Шрёдер решил сменить тактику.
— Могу я поговорить с мистером Флинном? — спросил он.
Хики посмотрел вверх, на хоры. Там на органе стоял параллельный телефон, но Флинн им не пользовался.
— Он сейчас начинает исполнять трудный пассаж, — ответил Хики. — Разве не слышишь? Подумай хоть немного.
— Мы уже давно не говорили с ним. Все ждали его на пресс-конференции. С ним все в порядке?
Хики достал трубку, раскурил ее и потом сказал:
— Он, как и все молодые люди, имеет право поразмышлять о своей неминуемой смерти, погрустить по утраченной любви, подумать о трагедии потерянной страны и об утрате последнего шанса.
— Но ведь ничего еще не потеряно…
— Шрёдер, ты же знаешь, что такое ирландский фатализм, не так ли?
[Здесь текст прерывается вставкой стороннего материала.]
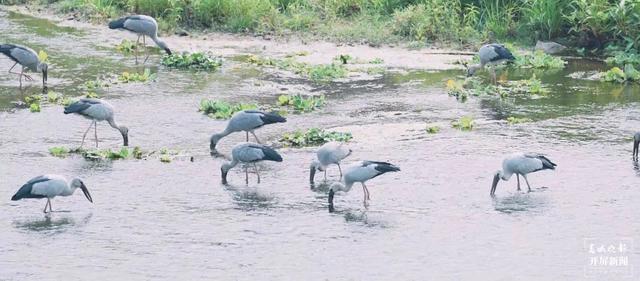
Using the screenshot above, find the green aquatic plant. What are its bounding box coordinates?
[278,94,326,112]
[514,50,567,68]
[49,146,70,158]
[427,125,440,134]
[160,52,222,71]
[451,116,475,131]
[278,128,353,147]
[116,39,141,55]
[507,116,533,125]
[118,68,156,83]
[198,99,258,119]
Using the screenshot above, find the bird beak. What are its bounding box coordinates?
[309,166,316,184]
[329,189,335,213]
[80,183,93,203]
[490,173,500,196]
[220,168,229,184]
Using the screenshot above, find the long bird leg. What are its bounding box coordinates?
[247,131,262,144]
[522,175,531,192]
[42,198,51,214]
[133,35,140,64]
[253,163,260,183]
[80,121,96,147]
[142,35,149,64]
[93,121,98,148]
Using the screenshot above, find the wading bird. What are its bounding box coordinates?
[109,15,171,64]
[64,99,129,147]
[220,142,282,184]
[329,161,400,212]
[490,153,557,196]
[633,132,640,160]
[0,44,49,88]
[467,44,516,83]
[209,110,287,151]
[309,141,352,184]
[11,175,93,213]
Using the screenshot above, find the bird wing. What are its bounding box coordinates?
[11,176,51,201]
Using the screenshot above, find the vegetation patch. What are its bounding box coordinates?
[507,116,533,125]
[198,99,258,119]
[161,52,222,71]
[451,116,475,131]
[118,68,156,83]
[278,94,326,112]
[278,128,353,147]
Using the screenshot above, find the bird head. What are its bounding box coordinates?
[119,126,129,146]
[71,178,93,203]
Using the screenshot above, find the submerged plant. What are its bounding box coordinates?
[451,116,475,131]
[278,94,325,112]
[161,52,222,71]
[118,68,156,83]
[278,128,353,147]
[198,99,258,119]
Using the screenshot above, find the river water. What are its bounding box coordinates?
[0,7,640,280]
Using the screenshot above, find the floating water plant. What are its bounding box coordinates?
[451,116,475,131]
[427,125,440,134]
[514,50,567,68]
[278,95,326,112]
[507,116,533,125]
[118,68,156,83]
[198,99,258,119]
[278,128,353,147]
[116,39,139,54]
[161,52,222,71]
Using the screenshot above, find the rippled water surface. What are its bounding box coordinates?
[0,7,640,280]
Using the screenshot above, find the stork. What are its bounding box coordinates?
[64,99,129,147]
[220,142,282,184]
[467,44,516,83]
[0,44,49,88]
[11,175,93,214]
[490,153,557,196]
[209,110,287,151]
[329,161,400,212]
[109,15,171,64]
[309,141,352,184]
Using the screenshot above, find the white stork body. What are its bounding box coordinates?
[0,44,49,88]
[109,15,171,64]
[11,175,93,213]
[309,141,352,184]
[467,44,515,83]
[209,110,287,151]
[633,132,640,160]
[329,161,400,212]
[490,153,557,196]
[64,99,129,147]
[220,142,282,184]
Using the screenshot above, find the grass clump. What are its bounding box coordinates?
[161,52,222,71]
[514,50,567,68]
[278,94,326,112]
[278,128,353,147]
[198,99,258,119]
[507,116,533,125]
[118,68,156,83]
[451,116,475,131]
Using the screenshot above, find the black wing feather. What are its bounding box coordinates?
[11,176,49,201]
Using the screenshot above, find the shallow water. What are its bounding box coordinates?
[0,7,640,280]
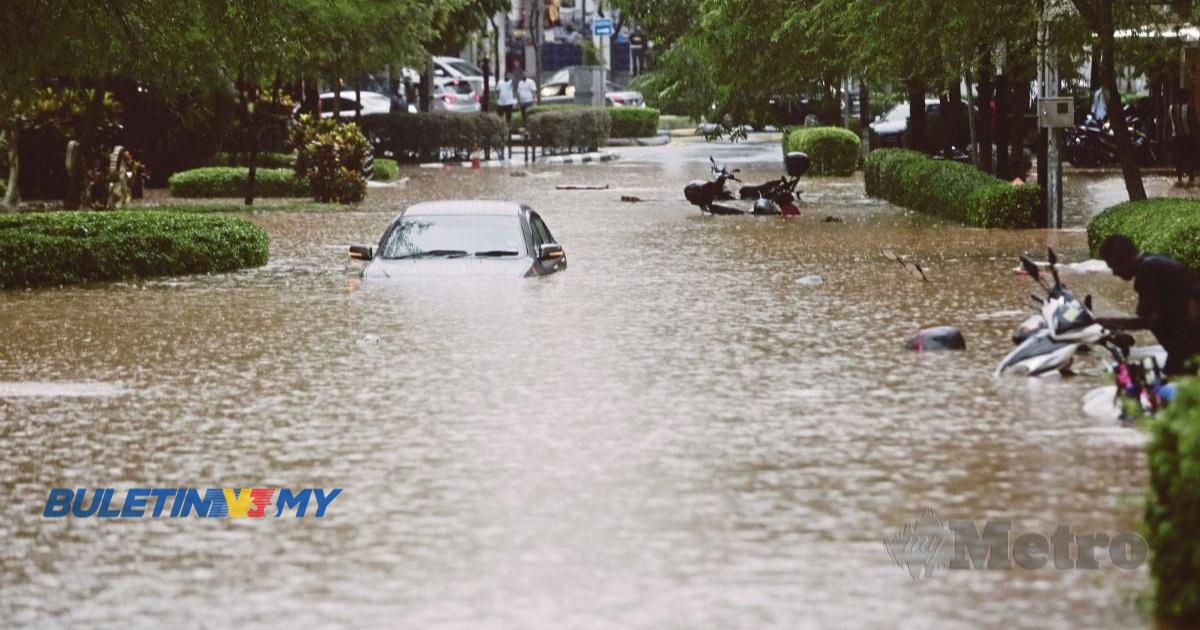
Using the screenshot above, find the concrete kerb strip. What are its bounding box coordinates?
[421,151,620,168]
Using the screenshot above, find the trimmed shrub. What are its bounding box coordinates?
[784,127,862,176]
[371,157,400,181]
[0,210,268,288]
[608,107,659,138]
[292,114,371,204]
[518,103,587,116]
[360,112,509,163]
[863,149,1040,228]
[1145,379,1200,628]
[210,151,296,168]
[167,167,308,198]
[526,107,612,151]
[1087,199,1200,269]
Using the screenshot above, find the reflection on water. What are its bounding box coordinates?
[0,139,1147,628]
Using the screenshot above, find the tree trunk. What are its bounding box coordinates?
[977,49,995,173]
[994,68,1009,179]
[906,79,928,151]
[62,77,108,210]
[858,80,871,157]
[937,92,956,157]
[1094,0,1146,202]
[947,78,970,148]
[420,58,433,112]
[354,78,362,122]
[962,67,979,168]
[4,125,20,212]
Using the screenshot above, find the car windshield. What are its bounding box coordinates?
[380,215,526,258]
[883,103,908,122]
[446,61,484,77]
[436,83,473,95]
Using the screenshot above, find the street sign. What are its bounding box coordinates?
[592,18,613,37]
[1038,97,1075,128]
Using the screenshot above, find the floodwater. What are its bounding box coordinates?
[0,138,1148,629]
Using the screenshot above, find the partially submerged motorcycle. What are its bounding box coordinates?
[995,250,1174,421]
[683,152,810,216]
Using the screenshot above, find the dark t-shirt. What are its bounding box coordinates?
[1133,254,1200,372]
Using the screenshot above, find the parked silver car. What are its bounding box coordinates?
[540,67,646,107]
[430,79,482,114]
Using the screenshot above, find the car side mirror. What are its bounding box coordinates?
[538,242,566,260]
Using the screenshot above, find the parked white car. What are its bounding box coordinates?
[430,79,482,114]
[433,56,484,94]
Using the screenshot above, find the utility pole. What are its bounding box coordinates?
[1038,0,1062,229]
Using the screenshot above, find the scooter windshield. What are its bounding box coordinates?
[1052,287,1096,334]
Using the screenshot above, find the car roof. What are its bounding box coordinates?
[404,199,521,216]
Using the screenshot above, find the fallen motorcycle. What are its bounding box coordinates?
[683,152,810,216]
[995,250,1175,422]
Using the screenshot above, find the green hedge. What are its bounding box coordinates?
[526,107,612,150]
[359,112,509,163]
[1145,379,1200,628]
[0,210,268,288]
[1087,199,1200,269]
[784,127,862,176]
[167,167,308,198]
[371,157,400,181]
[863,149,1042,228]
[608,107,659,138]
[210,151,296,168]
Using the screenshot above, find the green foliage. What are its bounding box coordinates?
[211,151,296,168]
[526,103,587,116]
[608,107,659,138]
[0,211,268,288]
[863,149,1040,228]
[784,127,863,176]
[361,112,509,162]
[167,167,308,198]
[526,107,612,151]
[292,115,371,204]
[1087,199,1200,269]
[371,157,400,181]
[1145,379,1200,628]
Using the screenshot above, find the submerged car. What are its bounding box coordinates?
[350,200,566,278]
[540,66,646,107]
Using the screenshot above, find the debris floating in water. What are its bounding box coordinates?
[907,326,967,352]
[0,380,125,398]
[881,250,929,282]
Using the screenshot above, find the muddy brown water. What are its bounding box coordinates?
[0,138,1171,628]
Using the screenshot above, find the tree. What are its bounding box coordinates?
[1072,0,1146,202]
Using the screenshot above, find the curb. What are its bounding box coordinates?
[421,151,620,168]
[608,133,671,146]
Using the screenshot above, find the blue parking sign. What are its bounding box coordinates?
[592,18,613,37]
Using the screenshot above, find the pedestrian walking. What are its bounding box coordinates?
[517,74,538,119]
[497,76,517,125]
[1169,89,1196,188]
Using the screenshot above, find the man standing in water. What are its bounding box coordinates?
[1097,234,1200,374]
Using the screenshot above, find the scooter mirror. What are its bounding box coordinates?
[1021,256,1042,282]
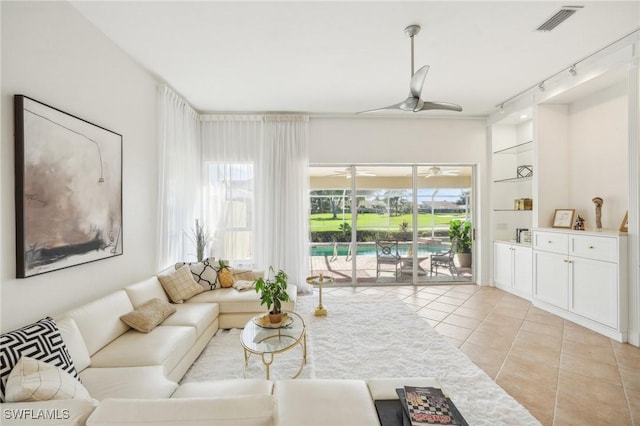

Если ирландцы начинают играть заунывные песни и ронять слезы в кружку с пивом, это значит, что они готовы совершить что-то безрассудное. И выслушивание твоего нытья не улучшит расположения духа Брайена Флинна.
— Но поймите, вы близки к потере, но еще ничего не потеряли…
— Нет, потеряли! Вслушайся в звуки этих колоколов, Шрёдер, и между их ударами услышишь стон банши,[4] бродящей среди холмов и предупреждающей нас всех о приближающейся смерти.
Хики повесил трубку. Меган подняла на него вопрошающие глаза. Хики взглянул на Пэда и тихо проговорил:
— Он умирает, Меган.
Она растерянно кивнула, и старик перевел взгляд на нее. Меган была сильно испугана и выглядела совсем ребенком.
— Я могу передать его полицейским, и, может быть, он выживет, но… — начал Хики.
Меган вдруг ясно поняла, что не будет никакой победы, не будет амнистии ни для них, ни для друзей в Северной Ирландии и что скоро все, кто находится в соборе, погибнут. Она внимательно вгляделась в бледно-синюшное лицо брата.
— Я хочу, чтобы он был здесь, со мной.
— Да, правильное решение, Меган, — кивнул Хики. К ним повернулся отец Мёрфи:
— Его нужно срочно везти в госпиталь.
Ни Меган, ни Хики ничего не ответили.
— Тогда позвольте мне совершить таинство… — продолжал отец Мёрфи.
— Ты уже совершал свой проклятый ритуал для всех, не правда ли? — резко оборвал его Хики.
— Чтобы уберечь его душу от вечных мук… — продолжал священник.